Monday, October 24, 2016

Shadow Trees

I generally draw and paint either from direct observation or with a photograph as reference, but I had a desire to try a technique for working from imagination that I have seen Robert Burridge demonstrate.  He sometimes flings wet and juicy acrylic paint at his paper, lets it drip, then uses negative painting to simplify and define shapes. 

That's what I have done here.  It's hard to tell from the photo, but there are layers and layers of colors in the trees - transparent greens and blues, scarlets, purples.  Along the way I sometimes stopped to add little sky holes, or break up wet paint with splashes of rubbing alcohol.  It was very messy. 

Burridge has a demonstration video where he uses an opaque yellow to paint around the tree shapes.  I wouldn't choose yellow as a first choice, but I decided to give it a go, and was happy with the results.

I suspect I'd need to do lots of these to become more comfortable with the process and with creating convincing tree shapes.  But for now, this has gone a long way toward getting me out of my recent creative funk.

Tuesday, October 11, 2016

Enjoying October

I have always loved October.  It is a relief to be able to return to jeans and flannel shirts.  I like my cool bedroom and morning that doesn't come too soon.  I am happy to ditch the played out summer flowers for asters and mums.  It is often sunny and relatively warm, and the trees turn into bouquets of color.  Oh, and apples.  I can buy fresh Macintosh apples and make apple crisp. 

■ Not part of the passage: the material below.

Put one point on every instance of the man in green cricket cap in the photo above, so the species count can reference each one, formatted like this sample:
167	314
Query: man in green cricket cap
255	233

In October we traditionally drive the convertible up the Mississippi and stay over a night somewhere.  Sometimes its one of the little river towns, but this time we returned to the St. James Hotel in Red Wing, mercifully far enough from railroad tracks to allow for a good night's sleep.  This year, as last, we scored a  couple warm and pretty days, and reveled in Wisconsin back road beauty.

This is also the second year I am leading twilight tours for the Rock County Historical Society, the only ones that I dress up for.  A friend who has a sign business made me a sign as a gift, though he made a "typo" spelling cemetery.  Ah well, people know the tour is on, and the gift of the sign was a sweet thing.  Mama always said I shouldn't look a gift horse in the mouth, and she was right.  People are pouring into the tours, and we get a laugh over the sign.

Now go out and enjoy these days before it gets cold.

Wednesday, September 28, 2016


Today I finally stashed all the materials I brought home from my August workshop in Michigan, and tried to fine tune this oil painting of a traffic signal.  I took a photo of the stop and go light a couple Saturdays ago, attracted, perhaps, by the bright September sky and the geometric shapes and intense colors.  Looking at the painting, which looks best if viewed through squinty eyes, I'm not sure it was a great subject to paint, but at least I got going with working in the studio, after several weeks of real hesitation.  What is that?  What makes a person be full of ideas and enthusiasm and suddenly seize up and stop working?  I've been blaming it on my unhappiness with the workshop, and an end of summer desire to be outside.  Maybe that's all it is. Maybe this painting is some sort of message from the universe to think carefully, proceed with caution, but not stop.  I don't know.

I did have a nice day last weekend in Madison at the state day for the Wisconsin Regional Artists Program. I had a small painting accepted to the show, and also received a cash award. Can't complain about any of that.